|80-130 cm. | 31-51 in.||45-140 kg. | 99-309 lbs.||9 years||Grasses, Vegetation|
|The Blade||Skittish||Sha’an||Hunted for fur, meat||Seasonal Fur Loss|
Horzab are dromedary hoofed creatures, whose etymology is unclear. The most notable feature are the humps, in which it stores water and cud. Both males and females have humps, as well as the horns that sprout from their foreheads. In the warmer seasons, they shed their thicker white coat to expose their undercoat which is a tannish colour. Female horzab have sections of extremely long undercoat that can grow through the winter coat around the tops of their humps. In both sexes, the front hump grows in first.
Biology and Behavior
In the warmer months, horzab can easily graze on grass in the lower plains regions across The Blade. In the cold season, they grow a longer white coat and climb up mountains and plateaus, eating snow instead of drinking and looking for vegetation buried by the snow. Horzab reach sexual maturity at 120 weeks or just under two and a half years. They mate as they travel up mountains and cliff faces, and give birth on their way back down so that the young have as much food as they need.
Horzab live in loosely formed packs, where a handful of horzab will regularly live within a few meters at all times of each other, and within visible distances from the rest of the groups that make up the pack.

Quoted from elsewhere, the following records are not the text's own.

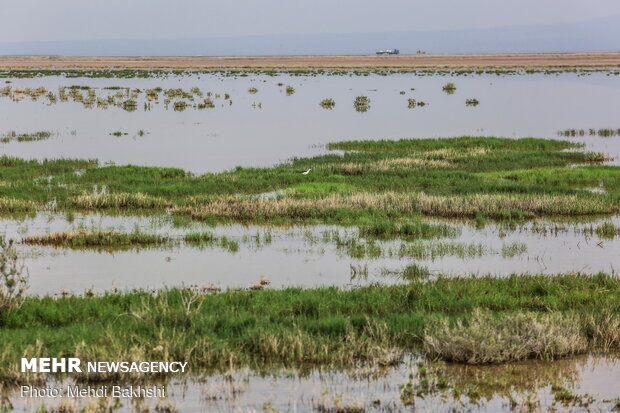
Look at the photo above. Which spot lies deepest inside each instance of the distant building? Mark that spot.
(388, 51)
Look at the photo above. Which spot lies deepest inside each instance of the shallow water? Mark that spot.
(503, 388)
(307, 256)
(285, 126)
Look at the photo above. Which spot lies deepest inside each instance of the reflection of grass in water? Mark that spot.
(373, 182)
(86, 239)
(411, 229)
(605, 133)
(328, 103)
(607, 230)
(25, 137)
(449, 88)
(361, 103)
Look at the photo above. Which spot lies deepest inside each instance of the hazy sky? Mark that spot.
(45, 20)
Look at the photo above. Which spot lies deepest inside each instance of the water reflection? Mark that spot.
(581, 383)
(237, 256)
(211, 123)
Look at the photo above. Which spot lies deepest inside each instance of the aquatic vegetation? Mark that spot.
(13, 277)
(200, 238)
(607, 230)
(25, 137)
(449, 88)
(130, 105)
(411, 229)
(604, 133)
(490, 339)
(373, 181)
(328, 326)
(414, 272)
(328, 103)
(117, 201)
(180, 106)
(361, 104)
(98, 238)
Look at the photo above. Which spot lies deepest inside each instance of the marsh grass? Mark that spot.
(449, 88)
(607, 230)
(25, 137)
(118, 201)
(604, 133)
(328, 103)
(361, 104)
(488, 338)
(503, 179)
(471, 320)
(99, 238)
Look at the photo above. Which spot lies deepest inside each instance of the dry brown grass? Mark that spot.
(118, 200)
(489, 339)
(430, 205)
(11, 205)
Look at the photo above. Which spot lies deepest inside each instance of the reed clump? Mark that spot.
(118, 201)
(468, 319)
(99, 238)
(486, 338)
(328, 103)
(12, 205)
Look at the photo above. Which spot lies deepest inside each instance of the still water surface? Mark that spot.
(269, 127)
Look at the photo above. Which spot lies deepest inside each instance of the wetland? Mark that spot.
(370, 242)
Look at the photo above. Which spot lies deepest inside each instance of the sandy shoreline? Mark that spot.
(368, 62)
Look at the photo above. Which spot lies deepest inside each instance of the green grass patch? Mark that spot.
(319, 327)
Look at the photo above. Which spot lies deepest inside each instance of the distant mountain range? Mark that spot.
(592, 35)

Their range over The Blade is the most of any other animal, save for perhaps broiska. However, they regularly are found at higher altitudes in the colder season than the broiska, likely due to their thicker fur and greater numbers, giving them an ability to huddle for warmth, or stick to the leeward side of cliff faces to avoid brutal winds.

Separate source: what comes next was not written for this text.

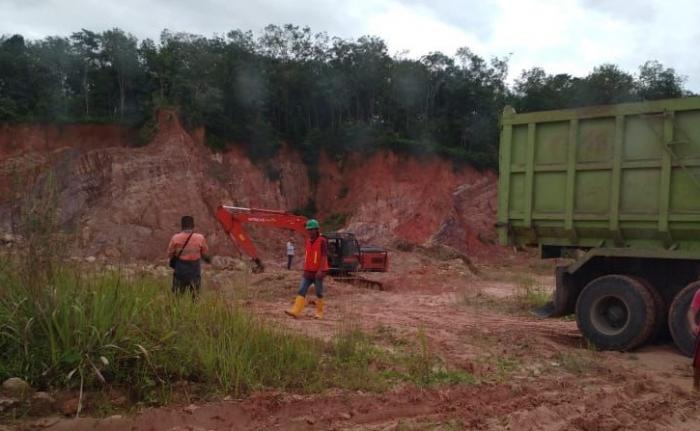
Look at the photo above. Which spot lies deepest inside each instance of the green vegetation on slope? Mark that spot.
(287, 83)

Interaction with Omneuttians
Sha’an are the only predators of the horzab, who normally die from old age, which is almost always a result of their teeth grinding down. During the warm season, when the Horzab are down on the lower-lying grassy areas across The Blade, and the Sha’an hunt them for not only meat, but seek them out as they travel down and begin to shed their coats. Younger and lesser experienced Sha’an can travel at the tail end of the cold season and follow them down into the low lying areas as they shed. This method enables them to collect the long fur without having to deal with the potential of horzab fighting back with their horns or hooves. The fur is spun into material used by Sha’an.